The elevator opens, and Judge Ravenshaw steps out.

He's in a suit at eight in the morning, and he moves through the lobby with a confidence he didn’t have when Cody was in a coma. His eyes find me first, then move to Maeve beside me, and something in his expression recalibrates almost imperceptibly.

"Adela." He extends his hand.

I stand and shake it. His grip is firm, dry, and practiced. "Judge Ravenshaw."

"Thank you for coming." His eyes move to Maeve again, waiting.

“Judge Ravenshaw,” she says, shaking his hand too.

He gestures toward the elevator. "Should we?"

We walk together, and in the elevator, I look at the numbers changing above the door and decide this is the moment.

"Judge Ravenshaw," I say, my voice even. "Can I ask you something?"

"Of course."

"Why haven’t you told me where Cody was transferred?"

The elevator hums.

He doesn't answer immediately, which is its own kind of answer. When I glance at him, his expression is composed.

"The transfer was a medical decision," he says finally. "The team felt—"

"I'm his girlfriend," I say. "I went to the hospital every single day, and then he got transferred, and I was shunned out of…everything. You didn’t bother to tell me, and I don’t understand why. Why call me now?"

He looks at me.

I look back.

Beside me, I feel Maeve go very still.

"You're right," he says finally. Two words, flat and final, that are neither an apology nor an explanation. Just an acknowledgment that costs him nothing.

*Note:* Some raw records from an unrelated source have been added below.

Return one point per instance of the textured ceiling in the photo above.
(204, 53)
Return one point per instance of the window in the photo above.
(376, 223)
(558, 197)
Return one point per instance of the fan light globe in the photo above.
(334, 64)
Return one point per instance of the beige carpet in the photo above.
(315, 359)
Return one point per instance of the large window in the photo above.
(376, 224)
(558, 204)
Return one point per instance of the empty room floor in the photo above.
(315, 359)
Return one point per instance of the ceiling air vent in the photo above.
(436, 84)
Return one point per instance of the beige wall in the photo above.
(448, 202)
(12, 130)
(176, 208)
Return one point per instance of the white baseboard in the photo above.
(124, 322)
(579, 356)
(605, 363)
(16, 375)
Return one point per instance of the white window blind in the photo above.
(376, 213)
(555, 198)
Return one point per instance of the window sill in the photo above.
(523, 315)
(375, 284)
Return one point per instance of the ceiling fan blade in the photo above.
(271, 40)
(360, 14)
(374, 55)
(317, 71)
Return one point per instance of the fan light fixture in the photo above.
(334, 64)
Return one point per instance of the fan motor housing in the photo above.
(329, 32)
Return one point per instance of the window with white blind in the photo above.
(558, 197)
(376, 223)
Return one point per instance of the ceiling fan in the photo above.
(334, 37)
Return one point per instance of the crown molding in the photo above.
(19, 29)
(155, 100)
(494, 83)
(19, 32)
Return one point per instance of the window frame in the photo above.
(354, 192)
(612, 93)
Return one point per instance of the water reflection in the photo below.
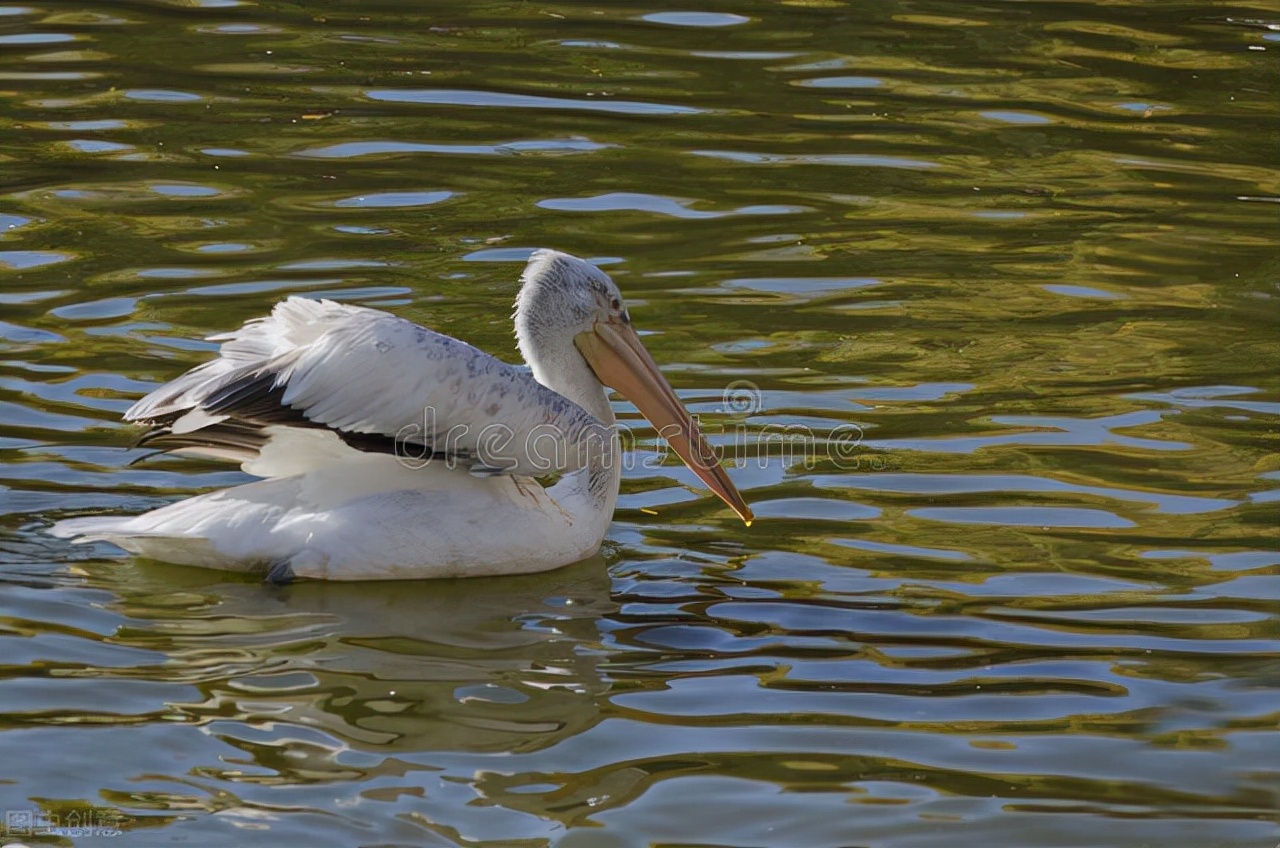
(1027, 252)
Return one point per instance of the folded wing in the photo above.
(312, 370)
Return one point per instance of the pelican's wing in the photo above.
(375, 381)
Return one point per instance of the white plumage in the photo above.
(392, 451)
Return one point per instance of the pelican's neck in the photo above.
(558, 365)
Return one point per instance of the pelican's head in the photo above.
(561, 297)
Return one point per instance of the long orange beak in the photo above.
(620, 360)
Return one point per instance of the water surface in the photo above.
(981, 299)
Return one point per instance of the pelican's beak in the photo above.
(620, 360)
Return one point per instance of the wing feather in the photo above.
(380, 382)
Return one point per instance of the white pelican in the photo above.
(392, 451)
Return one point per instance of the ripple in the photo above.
(464, 97)
(1082, 291)
(840, 82)
(28, 259)
(359, 149)
(1022, 118)
(1046, 431)
(698, 19)
(672, 206)
(37, 37)
(394, 199)
(163, 95)
(850, 160)
(936, 484)
(1023, 516)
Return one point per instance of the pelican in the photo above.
(389, 451)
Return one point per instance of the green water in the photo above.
(1025, 252)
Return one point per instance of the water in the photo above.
(1008, 273)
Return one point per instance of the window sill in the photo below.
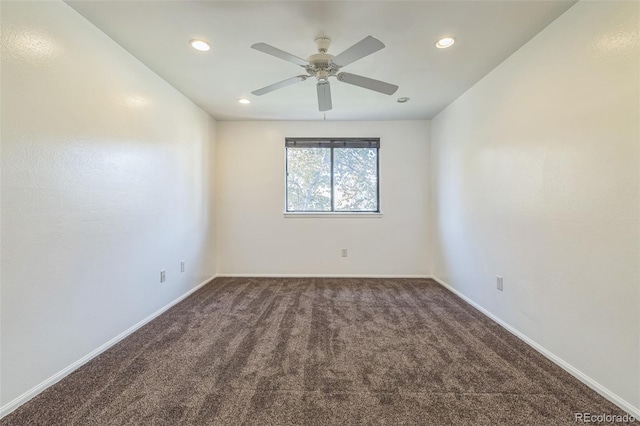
(340, 215)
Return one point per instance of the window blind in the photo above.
(332, 142)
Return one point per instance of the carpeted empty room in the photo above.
(319, 212)
(286, 351)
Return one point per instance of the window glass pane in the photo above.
(308, 179)
(355, 172)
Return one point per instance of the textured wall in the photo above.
(535, 178)
(255, 238)
(106, 180)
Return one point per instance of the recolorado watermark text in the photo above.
(603, 418)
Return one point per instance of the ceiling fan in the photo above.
(323, 65)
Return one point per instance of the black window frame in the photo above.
(331, 143)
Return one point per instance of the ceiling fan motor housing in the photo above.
(321, 66)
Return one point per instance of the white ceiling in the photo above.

The elevator opens on the fifth floor.

He steps out first, and we follow.

In the hallway, he slows slightly, dropping his voice. "He doesn't have full recall yet. The doctors say that's consistent with the injury — some gaps, some confusion. He's going to need time."

"What does he remember?" I ask.

"Fragments. The party. Some of the night." A pause. "Not everything."

I nod.

"He needs stability right now," he continues, stopping outside room 512. "No stress. No complications." His eyes move between Maeve and me. "He believes everything is the way it was. I need it to stay that way while he recovers."